The bureau that Mr. Dettelbach inherits has long been crippled by a series of laws passed at the behest of the National Rifle Association and other gun rights advocacy groups that have limited the agency’s ability to conduct electronic gun traces or collect basic firearms data. share with the public.
But the agency is playing an outrageous role in enacting nearly all of the gun-control measures Mr Biden has taken through the executive branch — including a crackdown on the sale of homemade “ghost guns” and the government’s promise to monitor federally licensed arms dealers more closely. investigations, which are often the source of weapons used in crimes.
In addition, the agency is expected to be a key player in enacting the new gun law, especially provisions included in the bill that make it easier for prosecutors to file federal gun trafficking charges.
“It comes at the right time and it’s important for him to get to work now,” said New York Democrat Senator Kirsten Gillibrand, who worked on the human trafficking provisions. “I want them to bring human trafficking cases every day.”
Mr. Dettelbach’s path to his new job was elliptical. Justice Department officials, stung by Mr Chipman’s demise, were skeptical about announcing a new candidate to become the agency’s permanent director. Instead, they preferred to continue the tenure of the agency’s interim director, Marvin Richardson, a careers bureau officer.
But after The New York Times reported that Mr. Richardson… attended an arms industry sponsored event in Las Vegas, under pressure from gun control groups, White House officials began a search for less polarizing potential candidates.

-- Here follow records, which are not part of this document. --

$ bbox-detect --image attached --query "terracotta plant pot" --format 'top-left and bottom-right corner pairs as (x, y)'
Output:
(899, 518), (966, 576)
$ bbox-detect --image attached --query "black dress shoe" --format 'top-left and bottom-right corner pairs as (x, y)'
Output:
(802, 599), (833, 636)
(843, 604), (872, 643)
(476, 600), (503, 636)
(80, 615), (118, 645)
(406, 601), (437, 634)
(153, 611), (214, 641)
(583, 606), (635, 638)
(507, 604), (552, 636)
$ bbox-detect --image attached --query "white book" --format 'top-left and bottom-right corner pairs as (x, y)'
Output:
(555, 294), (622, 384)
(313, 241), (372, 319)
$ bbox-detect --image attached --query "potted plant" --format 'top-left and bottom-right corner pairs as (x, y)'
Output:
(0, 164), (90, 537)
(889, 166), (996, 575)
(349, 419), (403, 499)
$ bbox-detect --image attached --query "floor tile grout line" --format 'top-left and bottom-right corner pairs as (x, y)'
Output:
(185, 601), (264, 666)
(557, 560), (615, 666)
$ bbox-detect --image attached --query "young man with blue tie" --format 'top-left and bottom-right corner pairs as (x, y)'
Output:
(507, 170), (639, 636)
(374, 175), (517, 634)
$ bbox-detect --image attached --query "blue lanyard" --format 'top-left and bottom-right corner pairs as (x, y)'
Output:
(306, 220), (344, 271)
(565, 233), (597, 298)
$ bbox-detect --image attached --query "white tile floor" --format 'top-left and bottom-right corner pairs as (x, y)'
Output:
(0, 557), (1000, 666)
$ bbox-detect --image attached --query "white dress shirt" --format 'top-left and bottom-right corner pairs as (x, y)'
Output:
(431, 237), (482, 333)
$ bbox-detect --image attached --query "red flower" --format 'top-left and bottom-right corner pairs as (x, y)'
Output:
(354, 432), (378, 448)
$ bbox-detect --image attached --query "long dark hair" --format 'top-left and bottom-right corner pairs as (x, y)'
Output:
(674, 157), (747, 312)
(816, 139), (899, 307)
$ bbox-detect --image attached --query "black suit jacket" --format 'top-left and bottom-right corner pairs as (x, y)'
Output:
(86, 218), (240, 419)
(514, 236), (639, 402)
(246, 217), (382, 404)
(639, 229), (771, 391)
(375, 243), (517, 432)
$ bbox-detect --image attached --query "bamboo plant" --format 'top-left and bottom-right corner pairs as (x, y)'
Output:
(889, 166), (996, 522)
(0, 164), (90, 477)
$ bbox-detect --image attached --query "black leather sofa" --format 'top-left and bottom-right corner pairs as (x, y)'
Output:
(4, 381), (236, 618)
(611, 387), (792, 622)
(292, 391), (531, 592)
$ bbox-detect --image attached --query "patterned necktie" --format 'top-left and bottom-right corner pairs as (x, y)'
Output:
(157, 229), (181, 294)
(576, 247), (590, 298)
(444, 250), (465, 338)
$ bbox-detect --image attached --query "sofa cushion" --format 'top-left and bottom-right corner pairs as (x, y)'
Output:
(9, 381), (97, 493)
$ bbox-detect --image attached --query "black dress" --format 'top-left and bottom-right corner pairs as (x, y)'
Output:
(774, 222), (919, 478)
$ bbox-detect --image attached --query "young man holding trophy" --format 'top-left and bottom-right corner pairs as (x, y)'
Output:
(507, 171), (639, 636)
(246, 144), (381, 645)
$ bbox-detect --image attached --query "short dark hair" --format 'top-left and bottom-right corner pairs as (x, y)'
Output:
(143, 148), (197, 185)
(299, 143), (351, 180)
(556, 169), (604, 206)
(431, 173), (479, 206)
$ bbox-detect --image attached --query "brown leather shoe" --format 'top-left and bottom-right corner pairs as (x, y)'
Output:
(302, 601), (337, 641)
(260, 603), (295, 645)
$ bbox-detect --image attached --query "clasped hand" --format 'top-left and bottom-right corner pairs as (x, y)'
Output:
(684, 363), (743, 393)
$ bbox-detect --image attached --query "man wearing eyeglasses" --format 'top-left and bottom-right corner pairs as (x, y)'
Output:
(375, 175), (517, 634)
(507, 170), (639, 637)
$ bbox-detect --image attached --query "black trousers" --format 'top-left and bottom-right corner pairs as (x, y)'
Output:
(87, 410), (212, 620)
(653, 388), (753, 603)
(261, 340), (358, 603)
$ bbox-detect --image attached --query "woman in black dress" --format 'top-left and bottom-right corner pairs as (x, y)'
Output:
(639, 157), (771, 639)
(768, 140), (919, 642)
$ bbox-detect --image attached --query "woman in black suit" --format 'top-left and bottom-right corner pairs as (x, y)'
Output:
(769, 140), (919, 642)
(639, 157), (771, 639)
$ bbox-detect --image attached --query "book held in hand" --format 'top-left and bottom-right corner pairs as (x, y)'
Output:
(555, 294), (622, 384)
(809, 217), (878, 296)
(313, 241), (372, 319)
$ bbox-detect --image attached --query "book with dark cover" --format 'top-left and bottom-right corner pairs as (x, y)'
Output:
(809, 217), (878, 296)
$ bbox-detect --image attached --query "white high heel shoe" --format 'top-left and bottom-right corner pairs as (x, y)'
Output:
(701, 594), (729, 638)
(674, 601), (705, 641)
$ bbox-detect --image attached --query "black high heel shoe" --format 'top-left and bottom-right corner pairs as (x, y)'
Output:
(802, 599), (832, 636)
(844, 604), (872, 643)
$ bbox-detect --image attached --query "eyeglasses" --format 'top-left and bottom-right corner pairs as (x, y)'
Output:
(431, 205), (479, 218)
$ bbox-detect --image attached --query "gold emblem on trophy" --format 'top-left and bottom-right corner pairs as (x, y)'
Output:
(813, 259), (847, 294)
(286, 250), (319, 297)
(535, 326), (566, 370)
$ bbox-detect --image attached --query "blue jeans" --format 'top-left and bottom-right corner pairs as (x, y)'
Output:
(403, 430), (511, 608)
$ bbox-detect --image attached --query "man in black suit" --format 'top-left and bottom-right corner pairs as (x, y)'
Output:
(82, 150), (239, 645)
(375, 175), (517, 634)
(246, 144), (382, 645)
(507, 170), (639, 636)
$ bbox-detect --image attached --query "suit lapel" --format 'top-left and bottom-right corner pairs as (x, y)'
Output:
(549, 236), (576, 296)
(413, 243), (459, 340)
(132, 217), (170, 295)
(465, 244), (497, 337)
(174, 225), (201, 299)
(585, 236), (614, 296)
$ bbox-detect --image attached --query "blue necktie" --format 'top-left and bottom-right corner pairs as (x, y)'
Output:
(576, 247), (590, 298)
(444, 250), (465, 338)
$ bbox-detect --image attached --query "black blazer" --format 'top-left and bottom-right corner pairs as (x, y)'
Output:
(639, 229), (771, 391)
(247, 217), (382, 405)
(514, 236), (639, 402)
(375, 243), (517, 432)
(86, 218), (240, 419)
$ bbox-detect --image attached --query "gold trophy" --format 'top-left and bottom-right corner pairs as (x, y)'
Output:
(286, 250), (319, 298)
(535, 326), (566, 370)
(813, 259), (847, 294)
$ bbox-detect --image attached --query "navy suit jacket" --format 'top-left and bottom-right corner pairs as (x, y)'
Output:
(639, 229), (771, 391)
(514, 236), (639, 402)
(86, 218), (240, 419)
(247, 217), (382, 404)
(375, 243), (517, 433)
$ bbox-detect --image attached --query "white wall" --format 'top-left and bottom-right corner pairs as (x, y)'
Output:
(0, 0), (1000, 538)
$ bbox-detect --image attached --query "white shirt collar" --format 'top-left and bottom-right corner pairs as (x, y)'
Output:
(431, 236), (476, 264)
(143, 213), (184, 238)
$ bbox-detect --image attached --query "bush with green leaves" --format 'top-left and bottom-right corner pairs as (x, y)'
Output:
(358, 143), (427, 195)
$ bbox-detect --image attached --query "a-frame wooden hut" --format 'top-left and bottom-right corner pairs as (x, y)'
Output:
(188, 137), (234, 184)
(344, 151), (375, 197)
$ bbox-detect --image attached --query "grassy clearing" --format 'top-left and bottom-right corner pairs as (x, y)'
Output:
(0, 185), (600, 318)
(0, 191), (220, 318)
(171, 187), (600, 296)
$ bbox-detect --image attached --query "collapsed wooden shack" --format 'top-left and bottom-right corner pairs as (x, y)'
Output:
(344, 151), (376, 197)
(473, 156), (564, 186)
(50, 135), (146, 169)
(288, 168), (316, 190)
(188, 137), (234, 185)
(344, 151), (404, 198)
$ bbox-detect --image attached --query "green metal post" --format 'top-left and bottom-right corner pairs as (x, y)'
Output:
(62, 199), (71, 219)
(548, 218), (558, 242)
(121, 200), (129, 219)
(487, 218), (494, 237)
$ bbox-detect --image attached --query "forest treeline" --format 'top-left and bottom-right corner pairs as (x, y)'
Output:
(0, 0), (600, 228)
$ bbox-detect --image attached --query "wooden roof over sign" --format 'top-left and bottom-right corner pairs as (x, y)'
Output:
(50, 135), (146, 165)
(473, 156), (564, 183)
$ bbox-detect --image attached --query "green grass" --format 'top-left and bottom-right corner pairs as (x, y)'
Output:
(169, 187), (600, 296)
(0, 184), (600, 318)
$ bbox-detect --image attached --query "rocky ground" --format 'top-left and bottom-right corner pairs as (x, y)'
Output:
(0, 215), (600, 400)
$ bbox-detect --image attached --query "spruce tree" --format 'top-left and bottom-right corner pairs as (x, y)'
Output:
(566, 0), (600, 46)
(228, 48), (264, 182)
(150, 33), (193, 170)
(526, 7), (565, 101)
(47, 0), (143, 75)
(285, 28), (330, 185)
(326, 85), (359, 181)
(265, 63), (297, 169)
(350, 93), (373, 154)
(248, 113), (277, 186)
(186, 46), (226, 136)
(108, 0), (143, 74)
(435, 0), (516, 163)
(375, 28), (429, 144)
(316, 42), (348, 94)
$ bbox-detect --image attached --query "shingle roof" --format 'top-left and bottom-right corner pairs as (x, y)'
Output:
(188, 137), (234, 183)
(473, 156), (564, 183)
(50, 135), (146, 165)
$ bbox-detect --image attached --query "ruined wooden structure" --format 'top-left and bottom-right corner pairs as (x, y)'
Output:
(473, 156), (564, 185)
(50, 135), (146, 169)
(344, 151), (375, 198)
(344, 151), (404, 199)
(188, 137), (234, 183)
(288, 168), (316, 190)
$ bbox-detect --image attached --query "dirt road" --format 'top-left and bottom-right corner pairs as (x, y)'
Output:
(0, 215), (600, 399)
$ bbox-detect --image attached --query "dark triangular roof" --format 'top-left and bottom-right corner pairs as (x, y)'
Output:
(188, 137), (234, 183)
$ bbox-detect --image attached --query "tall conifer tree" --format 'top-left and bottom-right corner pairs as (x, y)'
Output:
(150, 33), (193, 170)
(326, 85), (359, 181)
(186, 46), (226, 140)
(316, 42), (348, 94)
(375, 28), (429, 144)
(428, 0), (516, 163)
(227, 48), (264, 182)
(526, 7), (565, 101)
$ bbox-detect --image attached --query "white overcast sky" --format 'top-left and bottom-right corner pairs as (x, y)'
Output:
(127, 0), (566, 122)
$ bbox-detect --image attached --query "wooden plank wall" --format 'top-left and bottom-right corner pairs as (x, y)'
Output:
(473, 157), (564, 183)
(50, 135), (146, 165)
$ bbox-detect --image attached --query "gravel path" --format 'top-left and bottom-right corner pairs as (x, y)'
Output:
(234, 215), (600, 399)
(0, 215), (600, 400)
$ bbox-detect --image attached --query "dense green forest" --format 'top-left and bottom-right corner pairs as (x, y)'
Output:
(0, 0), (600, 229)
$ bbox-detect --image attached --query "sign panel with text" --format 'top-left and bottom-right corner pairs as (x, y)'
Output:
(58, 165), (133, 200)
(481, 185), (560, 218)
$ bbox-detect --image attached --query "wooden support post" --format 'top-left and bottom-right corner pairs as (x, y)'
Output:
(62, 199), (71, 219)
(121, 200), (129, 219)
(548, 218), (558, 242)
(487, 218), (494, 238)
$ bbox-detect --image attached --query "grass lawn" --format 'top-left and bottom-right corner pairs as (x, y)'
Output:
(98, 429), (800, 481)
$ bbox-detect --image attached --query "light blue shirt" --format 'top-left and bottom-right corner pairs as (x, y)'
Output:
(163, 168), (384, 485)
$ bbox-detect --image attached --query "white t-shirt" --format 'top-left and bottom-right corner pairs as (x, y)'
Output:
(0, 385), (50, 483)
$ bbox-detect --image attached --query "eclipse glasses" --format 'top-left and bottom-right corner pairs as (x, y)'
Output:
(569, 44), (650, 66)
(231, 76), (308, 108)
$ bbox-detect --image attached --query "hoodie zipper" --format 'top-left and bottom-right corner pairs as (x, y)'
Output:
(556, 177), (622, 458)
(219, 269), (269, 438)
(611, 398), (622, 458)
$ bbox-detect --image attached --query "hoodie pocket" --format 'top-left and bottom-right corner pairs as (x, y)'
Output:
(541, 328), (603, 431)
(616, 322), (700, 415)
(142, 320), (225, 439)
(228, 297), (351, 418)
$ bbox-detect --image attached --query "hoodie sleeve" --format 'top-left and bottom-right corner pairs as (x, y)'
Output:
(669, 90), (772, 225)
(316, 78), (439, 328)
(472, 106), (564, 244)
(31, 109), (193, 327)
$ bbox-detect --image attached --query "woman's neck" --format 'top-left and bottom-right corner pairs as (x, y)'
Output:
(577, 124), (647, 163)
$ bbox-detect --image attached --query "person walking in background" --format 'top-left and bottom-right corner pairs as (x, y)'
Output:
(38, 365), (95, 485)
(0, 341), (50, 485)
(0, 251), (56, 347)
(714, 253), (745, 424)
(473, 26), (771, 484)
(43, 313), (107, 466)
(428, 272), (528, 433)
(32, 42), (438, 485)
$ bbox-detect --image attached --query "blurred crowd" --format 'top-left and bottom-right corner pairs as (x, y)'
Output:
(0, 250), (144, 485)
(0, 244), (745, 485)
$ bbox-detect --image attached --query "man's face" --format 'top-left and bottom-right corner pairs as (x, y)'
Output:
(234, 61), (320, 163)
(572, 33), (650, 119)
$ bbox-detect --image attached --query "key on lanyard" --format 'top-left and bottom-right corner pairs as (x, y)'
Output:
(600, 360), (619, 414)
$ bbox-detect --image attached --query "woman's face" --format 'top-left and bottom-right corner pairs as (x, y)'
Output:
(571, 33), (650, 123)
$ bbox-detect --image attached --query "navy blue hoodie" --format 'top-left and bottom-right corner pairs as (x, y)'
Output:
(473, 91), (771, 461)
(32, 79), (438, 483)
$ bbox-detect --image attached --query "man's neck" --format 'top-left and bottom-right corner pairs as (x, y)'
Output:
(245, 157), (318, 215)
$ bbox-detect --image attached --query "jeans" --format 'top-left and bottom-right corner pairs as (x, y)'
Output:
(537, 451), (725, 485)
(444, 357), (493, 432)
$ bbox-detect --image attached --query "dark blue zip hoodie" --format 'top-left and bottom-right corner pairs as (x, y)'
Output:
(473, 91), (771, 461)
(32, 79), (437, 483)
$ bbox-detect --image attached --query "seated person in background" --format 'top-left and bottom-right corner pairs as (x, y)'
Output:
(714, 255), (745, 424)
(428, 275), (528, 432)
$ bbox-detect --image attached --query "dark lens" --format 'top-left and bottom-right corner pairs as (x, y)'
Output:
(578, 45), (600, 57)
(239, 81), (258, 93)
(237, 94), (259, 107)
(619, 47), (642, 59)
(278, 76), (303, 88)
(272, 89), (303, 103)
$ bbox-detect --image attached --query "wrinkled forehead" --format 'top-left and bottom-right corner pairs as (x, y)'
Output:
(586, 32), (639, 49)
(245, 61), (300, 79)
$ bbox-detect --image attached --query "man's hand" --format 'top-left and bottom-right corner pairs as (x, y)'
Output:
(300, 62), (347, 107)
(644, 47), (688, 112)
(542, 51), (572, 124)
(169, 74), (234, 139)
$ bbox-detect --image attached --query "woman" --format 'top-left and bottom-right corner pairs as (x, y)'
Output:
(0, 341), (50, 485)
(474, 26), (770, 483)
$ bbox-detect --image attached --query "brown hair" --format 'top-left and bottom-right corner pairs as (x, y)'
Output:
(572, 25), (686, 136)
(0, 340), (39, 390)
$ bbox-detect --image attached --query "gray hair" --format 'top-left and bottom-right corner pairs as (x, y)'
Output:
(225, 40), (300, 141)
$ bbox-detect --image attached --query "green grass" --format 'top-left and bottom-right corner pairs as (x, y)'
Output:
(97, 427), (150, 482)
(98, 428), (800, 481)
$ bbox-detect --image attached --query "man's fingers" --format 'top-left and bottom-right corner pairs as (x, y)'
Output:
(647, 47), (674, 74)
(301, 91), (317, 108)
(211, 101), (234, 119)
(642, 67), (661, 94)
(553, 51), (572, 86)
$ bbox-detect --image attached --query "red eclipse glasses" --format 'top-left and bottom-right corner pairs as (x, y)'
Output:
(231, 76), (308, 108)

They chose Mr. Dettelbach, who was well-liked within the Department of Justice and was seeking a new job after unsuccessfully trying to be reappointed to his old position as a US attorney in northern Ohio.
Some gun control activists initially questioned whether Mr. Dettelbach, known for his pleasant, low-key personality, would be strong enough to overhaul the agency. But on Tuesday their response was festive, albeit a little dampened by the challenges he faces.
†This is a historic day† said Josh Scharff, senior adviser in the legal branch of Brady, a gun safety group that pressured the White House to elect a permanent director.
Mr Scharff said he hoped Mr Dettelbach would quickly implement changes needed to reduce the arms trade and improve the agency’s oversight of the arms industry.
“He will be an outstanding leader of ATF and will rapidly and effectively modernize ATF to catalyze the agency’s public security mission,” he added.